When two or more theories are in competition, it is common for one of them to be treated as the established position - the default option, as it were - and the others to be treated as challengers. A challenging theory is normally expected to bear the burden or onus of proof. In other words, advocates of the challenging theory are expected to provide highly convincing evidence and arguments before the theory can be taken seriously. To use a different metaphor, it is assumed that the established theory has jumped over a very high hurdle to gain its leading position and that any challenger must jump over an equally high hurdle before being in contention for the remainder of the race.

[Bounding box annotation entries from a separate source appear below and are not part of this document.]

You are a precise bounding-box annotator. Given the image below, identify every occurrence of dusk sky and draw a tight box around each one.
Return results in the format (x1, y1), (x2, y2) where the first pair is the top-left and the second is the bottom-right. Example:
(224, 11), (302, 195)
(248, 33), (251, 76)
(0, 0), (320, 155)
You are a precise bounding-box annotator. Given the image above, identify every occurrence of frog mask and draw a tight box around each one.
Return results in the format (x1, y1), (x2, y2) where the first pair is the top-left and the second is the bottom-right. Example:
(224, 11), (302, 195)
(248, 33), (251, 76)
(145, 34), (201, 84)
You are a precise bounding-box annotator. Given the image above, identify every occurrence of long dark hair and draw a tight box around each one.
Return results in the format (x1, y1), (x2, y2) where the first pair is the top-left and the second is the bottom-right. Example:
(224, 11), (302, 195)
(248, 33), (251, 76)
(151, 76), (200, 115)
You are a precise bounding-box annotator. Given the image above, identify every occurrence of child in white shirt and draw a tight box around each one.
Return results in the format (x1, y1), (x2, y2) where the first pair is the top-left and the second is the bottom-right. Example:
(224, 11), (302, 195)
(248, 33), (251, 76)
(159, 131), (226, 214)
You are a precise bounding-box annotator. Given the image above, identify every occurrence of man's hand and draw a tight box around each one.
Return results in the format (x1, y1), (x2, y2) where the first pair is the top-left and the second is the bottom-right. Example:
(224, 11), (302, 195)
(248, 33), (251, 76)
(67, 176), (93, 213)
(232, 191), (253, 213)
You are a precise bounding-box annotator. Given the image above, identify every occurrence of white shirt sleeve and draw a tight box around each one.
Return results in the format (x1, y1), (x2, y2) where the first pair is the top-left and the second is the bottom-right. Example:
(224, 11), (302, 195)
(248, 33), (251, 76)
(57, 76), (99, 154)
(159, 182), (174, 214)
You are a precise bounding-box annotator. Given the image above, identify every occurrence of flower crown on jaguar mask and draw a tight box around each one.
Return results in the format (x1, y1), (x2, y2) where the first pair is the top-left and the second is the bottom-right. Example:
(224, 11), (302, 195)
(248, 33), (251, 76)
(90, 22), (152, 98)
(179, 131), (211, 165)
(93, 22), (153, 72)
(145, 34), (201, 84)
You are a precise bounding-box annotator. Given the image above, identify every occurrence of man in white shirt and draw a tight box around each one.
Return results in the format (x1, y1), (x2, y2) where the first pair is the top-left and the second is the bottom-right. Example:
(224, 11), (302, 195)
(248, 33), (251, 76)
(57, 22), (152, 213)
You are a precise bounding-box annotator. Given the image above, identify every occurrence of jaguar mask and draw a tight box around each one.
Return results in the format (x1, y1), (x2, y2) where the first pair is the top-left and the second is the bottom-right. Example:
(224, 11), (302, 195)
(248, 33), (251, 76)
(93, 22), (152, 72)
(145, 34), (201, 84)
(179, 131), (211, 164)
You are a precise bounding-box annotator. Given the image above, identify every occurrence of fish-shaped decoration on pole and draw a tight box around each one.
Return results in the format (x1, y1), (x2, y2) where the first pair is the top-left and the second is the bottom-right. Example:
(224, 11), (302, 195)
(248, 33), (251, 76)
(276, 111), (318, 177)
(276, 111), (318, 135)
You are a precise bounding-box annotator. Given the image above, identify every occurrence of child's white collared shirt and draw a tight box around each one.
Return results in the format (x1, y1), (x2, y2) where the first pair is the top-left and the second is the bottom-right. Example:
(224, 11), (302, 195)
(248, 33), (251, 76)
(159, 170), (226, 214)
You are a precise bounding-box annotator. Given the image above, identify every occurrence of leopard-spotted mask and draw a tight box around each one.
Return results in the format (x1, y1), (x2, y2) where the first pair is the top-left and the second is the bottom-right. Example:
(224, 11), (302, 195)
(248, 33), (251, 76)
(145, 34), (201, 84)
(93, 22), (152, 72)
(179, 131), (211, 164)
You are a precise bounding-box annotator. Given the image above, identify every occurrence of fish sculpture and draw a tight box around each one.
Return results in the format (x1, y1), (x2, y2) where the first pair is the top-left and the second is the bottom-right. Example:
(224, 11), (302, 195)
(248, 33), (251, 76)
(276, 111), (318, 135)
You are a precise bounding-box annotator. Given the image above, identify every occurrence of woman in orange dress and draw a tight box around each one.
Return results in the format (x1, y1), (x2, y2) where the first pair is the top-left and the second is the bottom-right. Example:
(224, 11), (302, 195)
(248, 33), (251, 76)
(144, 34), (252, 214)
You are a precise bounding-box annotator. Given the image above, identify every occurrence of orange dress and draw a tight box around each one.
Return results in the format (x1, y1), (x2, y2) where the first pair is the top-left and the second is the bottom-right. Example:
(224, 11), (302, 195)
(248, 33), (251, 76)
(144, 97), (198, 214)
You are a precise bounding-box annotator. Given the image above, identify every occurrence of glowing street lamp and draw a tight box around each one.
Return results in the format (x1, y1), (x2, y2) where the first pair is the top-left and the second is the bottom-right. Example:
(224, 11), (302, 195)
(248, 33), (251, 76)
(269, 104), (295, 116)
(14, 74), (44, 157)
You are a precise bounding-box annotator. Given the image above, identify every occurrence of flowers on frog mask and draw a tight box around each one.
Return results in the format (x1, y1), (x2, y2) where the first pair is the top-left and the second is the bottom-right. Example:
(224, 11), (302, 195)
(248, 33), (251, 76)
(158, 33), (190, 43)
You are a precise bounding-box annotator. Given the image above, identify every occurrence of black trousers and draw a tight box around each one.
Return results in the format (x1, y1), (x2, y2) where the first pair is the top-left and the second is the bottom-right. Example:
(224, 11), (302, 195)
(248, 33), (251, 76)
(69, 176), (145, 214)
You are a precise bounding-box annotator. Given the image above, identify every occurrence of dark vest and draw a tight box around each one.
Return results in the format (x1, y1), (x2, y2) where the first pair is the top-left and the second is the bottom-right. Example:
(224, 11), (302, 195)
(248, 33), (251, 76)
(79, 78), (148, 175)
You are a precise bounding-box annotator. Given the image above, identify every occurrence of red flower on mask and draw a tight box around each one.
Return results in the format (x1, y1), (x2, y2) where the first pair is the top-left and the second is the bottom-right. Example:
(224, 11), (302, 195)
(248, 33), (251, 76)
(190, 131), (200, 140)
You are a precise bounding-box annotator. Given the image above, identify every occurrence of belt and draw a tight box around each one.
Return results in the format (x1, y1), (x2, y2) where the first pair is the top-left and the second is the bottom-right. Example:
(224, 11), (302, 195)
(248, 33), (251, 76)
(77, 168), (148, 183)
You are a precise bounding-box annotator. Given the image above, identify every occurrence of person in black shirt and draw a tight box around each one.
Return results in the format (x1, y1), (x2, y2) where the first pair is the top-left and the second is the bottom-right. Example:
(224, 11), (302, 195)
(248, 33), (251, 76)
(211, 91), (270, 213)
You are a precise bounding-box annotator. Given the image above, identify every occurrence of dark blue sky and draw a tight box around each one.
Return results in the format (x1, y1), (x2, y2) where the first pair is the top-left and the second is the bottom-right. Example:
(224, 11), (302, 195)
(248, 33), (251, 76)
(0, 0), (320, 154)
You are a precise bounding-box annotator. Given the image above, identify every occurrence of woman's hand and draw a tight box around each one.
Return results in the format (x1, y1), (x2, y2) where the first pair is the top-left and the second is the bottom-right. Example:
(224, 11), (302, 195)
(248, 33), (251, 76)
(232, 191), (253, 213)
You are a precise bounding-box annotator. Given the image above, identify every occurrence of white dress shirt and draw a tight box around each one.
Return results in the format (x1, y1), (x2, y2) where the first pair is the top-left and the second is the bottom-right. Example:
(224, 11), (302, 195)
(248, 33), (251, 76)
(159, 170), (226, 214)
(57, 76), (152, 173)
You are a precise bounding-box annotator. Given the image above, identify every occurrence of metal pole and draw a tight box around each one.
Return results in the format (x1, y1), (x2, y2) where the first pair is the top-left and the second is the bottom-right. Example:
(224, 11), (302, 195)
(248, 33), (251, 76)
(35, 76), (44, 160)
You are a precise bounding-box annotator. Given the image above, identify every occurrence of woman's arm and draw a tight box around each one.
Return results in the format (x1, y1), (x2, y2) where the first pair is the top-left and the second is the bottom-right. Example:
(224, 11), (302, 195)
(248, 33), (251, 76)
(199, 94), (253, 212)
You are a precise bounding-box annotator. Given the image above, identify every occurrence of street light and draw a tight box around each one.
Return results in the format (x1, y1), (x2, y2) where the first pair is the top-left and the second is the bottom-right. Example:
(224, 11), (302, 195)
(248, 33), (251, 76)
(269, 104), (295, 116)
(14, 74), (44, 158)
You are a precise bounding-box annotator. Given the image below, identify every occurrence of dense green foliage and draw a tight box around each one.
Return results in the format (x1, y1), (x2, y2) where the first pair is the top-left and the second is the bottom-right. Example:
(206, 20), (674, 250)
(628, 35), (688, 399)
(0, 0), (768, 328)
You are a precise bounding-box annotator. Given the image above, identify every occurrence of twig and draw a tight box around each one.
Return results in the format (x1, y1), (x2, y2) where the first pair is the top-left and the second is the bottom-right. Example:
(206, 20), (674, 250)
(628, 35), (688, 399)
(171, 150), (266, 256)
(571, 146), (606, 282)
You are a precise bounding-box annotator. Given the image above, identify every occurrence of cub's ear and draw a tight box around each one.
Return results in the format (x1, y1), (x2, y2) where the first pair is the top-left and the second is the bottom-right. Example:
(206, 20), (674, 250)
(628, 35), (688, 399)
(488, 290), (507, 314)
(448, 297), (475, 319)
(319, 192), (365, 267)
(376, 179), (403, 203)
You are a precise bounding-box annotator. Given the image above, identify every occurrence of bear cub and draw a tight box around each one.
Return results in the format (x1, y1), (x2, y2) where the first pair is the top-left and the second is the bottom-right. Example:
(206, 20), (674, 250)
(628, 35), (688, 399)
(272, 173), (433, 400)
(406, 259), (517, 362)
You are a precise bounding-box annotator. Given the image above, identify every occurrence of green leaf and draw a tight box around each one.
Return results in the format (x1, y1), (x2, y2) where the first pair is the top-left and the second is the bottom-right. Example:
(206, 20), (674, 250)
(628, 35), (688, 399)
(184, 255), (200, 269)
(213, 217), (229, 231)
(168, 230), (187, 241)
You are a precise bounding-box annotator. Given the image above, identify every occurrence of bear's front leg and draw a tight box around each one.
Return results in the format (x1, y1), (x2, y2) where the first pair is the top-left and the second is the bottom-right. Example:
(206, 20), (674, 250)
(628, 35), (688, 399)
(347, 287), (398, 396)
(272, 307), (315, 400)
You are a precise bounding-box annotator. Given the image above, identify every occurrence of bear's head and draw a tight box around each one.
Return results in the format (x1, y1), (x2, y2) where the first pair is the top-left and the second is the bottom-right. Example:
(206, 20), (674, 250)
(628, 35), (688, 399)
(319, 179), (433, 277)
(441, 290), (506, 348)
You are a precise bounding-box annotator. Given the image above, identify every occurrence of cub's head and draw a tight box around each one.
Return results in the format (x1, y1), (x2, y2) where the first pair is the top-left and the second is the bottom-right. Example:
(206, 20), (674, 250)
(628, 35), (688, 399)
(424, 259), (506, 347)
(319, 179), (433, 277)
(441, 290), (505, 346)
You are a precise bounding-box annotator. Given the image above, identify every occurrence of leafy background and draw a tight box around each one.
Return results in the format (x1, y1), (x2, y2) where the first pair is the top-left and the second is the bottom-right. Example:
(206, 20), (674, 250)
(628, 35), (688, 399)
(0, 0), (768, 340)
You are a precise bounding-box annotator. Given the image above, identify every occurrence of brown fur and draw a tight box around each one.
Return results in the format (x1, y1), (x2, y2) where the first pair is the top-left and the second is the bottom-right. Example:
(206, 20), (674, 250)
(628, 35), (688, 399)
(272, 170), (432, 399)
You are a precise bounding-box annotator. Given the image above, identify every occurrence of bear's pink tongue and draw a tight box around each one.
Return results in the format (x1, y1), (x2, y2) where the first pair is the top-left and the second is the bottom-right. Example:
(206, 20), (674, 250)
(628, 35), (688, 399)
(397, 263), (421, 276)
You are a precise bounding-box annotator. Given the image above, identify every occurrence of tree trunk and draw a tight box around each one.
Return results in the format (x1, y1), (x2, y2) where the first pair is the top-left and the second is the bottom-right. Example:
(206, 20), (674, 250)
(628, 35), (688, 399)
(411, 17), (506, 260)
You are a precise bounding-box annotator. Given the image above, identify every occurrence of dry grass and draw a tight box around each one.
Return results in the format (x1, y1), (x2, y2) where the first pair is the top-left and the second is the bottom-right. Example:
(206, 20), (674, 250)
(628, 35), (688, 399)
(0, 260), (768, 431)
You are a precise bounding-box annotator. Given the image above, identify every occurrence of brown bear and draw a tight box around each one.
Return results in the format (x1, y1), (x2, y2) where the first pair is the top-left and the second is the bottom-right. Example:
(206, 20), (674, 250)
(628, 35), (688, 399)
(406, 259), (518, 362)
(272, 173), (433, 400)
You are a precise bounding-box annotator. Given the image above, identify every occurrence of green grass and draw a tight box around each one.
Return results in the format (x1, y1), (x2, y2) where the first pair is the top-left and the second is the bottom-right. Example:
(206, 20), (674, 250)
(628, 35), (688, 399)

While this sounds reasonable, the problem in practice is that scientific criteria alone are inadequate for deciding whether a theory should or should not bear the burden of proof. In many cases, a theory becomes the established position through chance or social factors, such as evidence for it being discovered earlier or its advocates having easier access to publication. Furthermore, when two theories are in competition, there are no unambiguous criteria for deciding when the burden of proof should switch from one to the other. Hence, making an assumption about the burden of proof can be a means by which scientists ‘push’ their arguments and thereby promote their favoured theory (Martin 1979).

These abstract considerations have an immediate and direct application to theories about the origin of AIDS. Nearly all commentators have assumed that cut-hunter transfer is the default option, with the burden of proof carried by any challenger. Yet the cut-hunter theory never went through any significant scrutiny in order to gain its leading position: no ‘hard evidence’ has ever been produced to show a hunter was exposed to SIV leading to transmissible AIDS. It might be said that advocates of the cut-hunter theory snuck under the initial high hurdle but are demanding that all other contenders jump over it. Whatever the process, assumptions about the burden of proof have a major impact on comparative assessment of scientific theories. To illustrate this, two publications are examined here: the Wistar Committee report (Basilico et al. 1992) and a recent paper by Hahn et al. (2000).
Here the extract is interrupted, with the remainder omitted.